Tuesday, October 10, 2006

Market Power

A recent article in the Op-Ed section of the NY Times argues that law makers shouldn't be so quick to outlaw internet gambling because some of the bets may actually be able to provide useful predictive information not unlike information markets. This article also was also my introduction to the idea of information markets or decision markets. For those of you who don't know what they are I unearth a great article about them entitled "Decisions Decision" from the New Yorker magazine which you can read here.

Apparently internet gambling extends well beyond the world of online poker and casino games. At websites such as tradesport.com one can wager on among other things the outcomes of political races and the weather. Furthermore, regardless of the subject it's more than just an ordinary bet that's being placed upon an outcome. The outcomes are represented by contracts and the forum is modeled after a futures exchange. Participants buy and sell contracts that represent various outcomes. When the outcome occurs the parties to the contract have to perform.

Information markets are supposed to be good predictors because
They are extremely efficient at aggregating information and tapping into the collective wisdom of a group of traders, and groups are almost always smarter than the smartest people in them. As in financial markets, the incentive to get the better of others (whether the reward is profit or mere satisfaction) causes traders to seek out good information. The absence of hierarchy -- markets don'’t have vice-presidents -- —insures that no single person has too much influence and that diverse viewpoints don'’t get shut out.

Decision markets also skirt the political and personal issues that so often clog the flow of information within organizations. Because people are rewarded only for being right, they have no incentive to hide information, pursue agendas, or go along with the crowd.
The Iowa Electron Market is probably the most famous of such a market. It is part educational and research effort at the University of Iowa Henry B. Tippie College of Business and it is being use to study among other things trading behavior and market performance.

Anyway, maybe I've been living under a rock for having no idea that such forums even exist. But, now that I've discovered them I'm not sure what to make of their predictive power or the legal hurdles they present. I'm curious what you all think.

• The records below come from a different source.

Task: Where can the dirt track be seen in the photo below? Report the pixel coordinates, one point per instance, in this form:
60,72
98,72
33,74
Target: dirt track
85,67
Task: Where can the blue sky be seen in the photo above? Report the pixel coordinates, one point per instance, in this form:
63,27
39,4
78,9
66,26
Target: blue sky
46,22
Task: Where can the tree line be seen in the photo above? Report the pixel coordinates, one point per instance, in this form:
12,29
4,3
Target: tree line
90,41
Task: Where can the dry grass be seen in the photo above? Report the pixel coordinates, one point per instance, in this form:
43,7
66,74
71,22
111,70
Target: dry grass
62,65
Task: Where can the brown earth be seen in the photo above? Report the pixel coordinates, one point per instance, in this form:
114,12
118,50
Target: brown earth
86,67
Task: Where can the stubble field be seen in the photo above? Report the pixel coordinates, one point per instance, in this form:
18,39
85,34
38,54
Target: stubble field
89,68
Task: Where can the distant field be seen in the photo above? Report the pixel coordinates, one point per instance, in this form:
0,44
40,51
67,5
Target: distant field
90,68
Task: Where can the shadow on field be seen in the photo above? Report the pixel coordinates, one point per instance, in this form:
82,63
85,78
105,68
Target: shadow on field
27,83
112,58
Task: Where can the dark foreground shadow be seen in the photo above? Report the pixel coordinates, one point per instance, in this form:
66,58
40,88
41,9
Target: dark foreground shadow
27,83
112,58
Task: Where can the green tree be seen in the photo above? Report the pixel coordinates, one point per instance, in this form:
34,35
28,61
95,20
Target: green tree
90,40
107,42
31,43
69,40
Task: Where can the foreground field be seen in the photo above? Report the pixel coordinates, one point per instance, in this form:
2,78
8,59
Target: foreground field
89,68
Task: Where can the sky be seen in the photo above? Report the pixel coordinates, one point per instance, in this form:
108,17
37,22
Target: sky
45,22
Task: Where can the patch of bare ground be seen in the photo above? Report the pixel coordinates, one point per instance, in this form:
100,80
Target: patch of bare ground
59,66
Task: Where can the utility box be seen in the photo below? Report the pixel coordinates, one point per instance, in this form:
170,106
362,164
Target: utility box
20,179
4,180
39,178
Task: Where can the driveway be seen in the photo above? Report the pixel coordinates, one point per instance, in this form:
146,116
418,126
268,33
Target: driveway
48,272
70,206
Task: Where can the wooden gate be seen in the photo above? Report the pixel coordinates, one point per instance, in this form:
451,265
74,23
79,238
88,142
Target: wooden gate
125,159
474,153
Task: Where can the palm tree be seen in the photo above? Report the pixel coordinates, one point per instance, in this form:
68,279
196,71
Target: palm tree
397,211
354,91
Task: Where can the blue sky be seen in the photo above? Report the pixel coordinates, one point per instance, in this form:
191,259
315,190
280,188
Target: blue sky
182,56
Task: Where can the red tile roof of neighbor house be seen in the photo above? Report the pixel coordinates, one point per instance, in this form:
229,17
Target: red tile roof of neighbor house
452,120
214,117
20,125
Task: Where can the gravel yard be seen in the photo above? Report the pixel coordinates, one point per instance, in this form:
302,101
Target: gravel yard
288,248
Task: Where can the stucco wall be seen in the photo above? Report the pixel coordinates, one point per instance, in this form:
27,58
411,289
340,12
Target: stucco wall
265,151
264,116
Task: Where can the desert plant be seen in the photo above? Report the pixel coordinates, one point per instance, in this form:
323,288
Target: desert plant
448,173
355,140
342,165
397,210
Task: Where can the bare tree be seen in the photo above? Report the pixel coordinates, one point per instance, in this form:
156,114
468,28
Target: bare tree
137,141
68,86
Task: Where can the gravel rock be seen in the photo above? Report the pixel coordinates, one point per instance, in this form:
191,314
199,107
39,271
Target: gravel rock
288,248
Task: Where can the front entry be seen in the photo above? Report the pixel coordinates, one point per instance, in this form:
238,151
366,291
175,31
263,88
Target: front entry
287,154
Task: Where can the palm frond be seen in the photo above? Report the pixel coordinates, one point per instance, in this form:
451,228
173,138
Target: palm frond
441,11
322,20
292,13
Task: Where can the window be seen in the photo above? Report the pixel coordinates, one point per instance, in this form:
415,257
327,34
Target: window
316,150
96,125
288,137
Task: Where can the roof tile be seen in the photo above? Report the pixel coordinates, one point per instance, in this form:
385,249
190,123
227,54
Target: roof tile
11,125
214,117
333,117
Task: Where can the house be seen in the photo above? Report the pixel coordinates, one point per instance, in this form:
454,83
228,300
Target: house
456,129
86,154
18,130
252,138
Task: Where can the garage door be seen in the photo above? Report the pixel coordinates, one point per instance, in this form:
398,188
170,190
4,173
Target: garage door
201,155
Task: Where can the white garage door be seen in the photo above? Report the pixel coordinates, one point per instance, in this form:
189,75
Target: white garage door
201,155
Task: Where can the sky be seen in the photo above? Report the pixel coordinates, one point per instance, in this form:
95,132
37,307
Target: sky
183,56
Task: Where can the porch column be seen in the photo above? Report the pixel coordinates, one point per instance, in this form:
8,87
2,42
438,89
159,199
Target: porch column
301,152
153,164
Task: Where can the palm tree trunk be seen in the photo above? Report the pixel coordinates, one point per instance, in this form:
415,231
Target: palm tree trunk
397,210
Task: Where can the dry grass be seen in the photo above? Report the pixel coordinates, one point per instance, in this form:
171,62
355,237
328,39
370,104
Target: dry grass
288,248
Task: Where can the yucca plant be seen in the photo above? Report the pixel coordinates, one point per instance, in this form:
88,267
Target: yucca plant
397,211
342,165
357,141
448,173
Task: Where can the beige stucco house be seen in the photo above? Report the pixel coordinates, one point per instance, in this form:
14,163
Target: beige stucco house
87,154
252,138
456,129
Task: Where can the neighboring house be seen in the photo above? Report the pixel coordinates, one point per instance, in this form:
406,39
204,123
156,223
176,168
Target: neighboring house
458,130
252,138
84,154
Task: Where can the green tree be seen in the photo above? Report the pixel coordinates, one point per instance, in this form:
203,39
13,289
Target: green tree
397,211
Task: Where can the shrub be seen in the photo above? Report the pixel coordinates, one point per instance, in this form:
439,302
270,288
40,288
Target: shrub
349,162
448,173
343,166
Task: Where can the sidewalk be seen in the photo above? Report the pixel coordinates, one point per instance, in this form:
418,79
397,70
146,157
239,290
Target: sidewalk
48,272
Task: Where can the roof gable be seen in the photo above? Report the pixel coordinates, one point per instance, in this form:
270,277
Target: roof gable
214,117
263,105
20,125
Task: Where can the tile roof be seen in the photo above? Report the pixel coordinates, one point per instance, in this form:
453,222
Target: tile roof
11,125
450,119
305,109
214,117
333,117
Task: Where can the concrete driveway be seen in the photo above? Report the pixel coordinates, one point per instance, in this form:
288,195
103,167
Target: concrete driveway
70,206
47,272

Blogger Luis Villa said...

Erica, you might want to read Cass Sunstein's "Deliberation and Prediction Markets" in "Information Markets: A New Way of Making Decisions". I haven't read it, but I assume it is related to this excellent unpublished paper of his (somehow on Harvard's website), which I found to be a great read and a good introduction to how prediction markets compare with traditional deliberative democratic processes. [Nutshell answer: fairly well.]